I am struggling with the following. I am creating a tf.data.Dataset using the from_generator method. I perform these actions on CPU as I don't want to overload my GPU memory.
The dataset consists of tuples, which contain a tf.bool 1-D mask (tf.Tensor) with fixed length, and a tf.float 2-D matrix (tf.Tensor) with variable size. The loss function is decorated using the following decorator, so I would not assume the variable size is the problem.
@tf.function(experimental_relax_shapes=True)
Ideally, the dataset is kept on the CPU, but then prefetched onto the GPU.
def gen():
for i, j in zip(mask_list, wmat_list):
yield i, j
dataset = tf.data.Dataset.from_generator(gen, output_types=(tf.bool, tf.float32))
The main training loop currently relies on tf.identity to move the data to the gpu, which is inefficient. As shown on the screenshot from Tensorboard below. Roughly 70% of the time is spend loading the data and moving it to GPU.
for b, (mask, wmat) in enumerate(dataset):
with tf.GradientTape() as tape:
mask = tf.identity(mask)
wmat = tf.identity(wmat)
mean_error, loss = self.model.loss(mask, wmat)

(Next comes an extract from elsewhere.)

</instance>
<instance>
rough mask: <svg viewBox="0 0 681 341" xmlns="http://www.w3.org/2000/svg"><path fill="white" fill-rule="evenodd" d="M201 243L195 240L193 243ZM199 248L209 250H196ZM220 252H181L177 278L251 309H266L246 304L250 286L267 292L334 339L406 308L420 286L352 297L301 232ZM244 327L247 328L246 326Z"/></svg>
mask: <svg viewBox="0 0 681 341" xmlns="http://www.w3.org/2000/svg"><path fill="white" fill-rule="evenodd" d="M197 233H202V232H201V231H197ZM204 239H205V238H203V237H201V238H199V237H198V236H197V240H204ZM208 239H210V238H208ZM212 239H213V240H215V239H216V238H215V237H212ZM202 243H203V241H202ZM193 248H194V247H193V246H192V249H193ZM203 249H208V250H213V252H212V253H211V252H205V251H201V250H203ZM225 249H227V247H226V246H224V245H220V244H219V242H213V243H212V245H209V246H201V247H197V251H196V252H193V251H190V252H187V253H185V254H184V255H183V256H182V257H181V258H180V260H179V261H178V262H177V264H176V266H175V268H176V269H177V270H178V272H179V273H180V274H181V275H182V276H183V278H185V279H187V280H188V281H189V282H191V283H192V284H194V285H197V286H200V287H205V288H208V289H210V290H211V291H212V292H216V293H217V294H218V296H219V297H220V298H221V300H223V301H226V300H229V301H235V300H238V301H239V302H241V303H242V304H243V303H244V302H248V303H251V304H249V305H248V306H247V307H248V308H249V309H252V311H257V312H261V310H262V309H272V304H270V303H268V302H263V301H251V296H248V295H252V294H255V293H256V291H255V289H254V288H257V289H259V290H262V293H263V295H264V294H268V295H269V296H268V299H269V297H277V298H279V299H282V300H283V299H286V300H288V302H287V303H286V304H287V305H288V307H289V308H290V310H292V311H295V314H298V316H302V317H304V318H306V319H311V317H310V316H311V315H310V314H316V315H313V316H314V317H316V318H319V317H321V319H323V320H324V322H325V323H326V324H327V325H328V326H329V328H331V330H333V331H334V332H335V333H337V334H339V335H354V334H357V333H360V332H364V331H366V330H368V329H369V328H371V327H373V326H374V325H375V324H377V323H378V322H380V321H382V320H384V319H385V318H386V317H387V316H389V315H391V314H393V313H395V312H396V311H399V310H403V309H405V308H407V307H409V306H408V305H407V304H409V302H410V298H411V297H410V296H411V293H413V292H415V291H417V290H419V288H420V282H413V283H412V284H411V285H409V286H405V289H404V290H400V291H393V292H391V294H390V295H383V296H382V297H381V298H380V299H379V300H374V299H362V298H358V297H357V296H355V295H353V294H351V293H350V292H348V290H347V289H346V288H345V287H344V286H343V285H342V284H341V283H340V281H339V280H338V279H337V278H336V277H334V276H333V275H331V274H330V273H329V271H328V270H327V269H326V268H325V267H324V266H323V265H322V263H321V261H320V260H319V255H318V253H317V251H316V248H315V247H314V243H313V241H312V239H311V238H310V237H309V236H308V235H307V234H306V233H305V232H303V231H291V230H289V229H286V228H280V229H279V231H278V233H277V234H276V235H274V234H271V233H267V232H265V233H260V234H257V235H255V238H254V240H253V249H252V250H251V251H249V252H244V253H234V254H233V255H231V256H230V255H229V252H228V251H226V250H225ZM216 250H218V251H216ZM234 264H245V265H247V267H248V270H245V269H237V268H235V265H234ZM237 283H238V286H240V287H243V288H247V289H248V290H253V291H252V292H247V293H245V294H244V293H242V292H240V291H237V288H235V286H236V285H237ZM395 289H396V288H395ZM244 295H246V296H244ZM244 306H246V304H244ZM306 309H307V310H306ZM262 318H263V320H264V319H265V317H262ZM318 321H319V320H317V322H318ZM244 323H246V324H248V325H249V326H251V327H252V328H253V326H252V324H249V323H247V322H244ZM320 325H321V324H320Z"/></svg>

epoch_loss += loss.numpy()
epoch_mean_error += mean_error.numpy()
I have tried the "prefetch_to_device" function. However, it did not move the data onto the GPU. As verified by printing e.g. mask.device in the training loop.
gpu_transform = tf.data.experimental.prefetch_to_device('/gpu')
dataset.apply(gpu_transform)
For me it resembles to this bug: https://github.com/tensorflow/tensorflow/issues/30929 . However, it is marked as solved and is over a year old.
Running TF 2.3 using the official Docker image.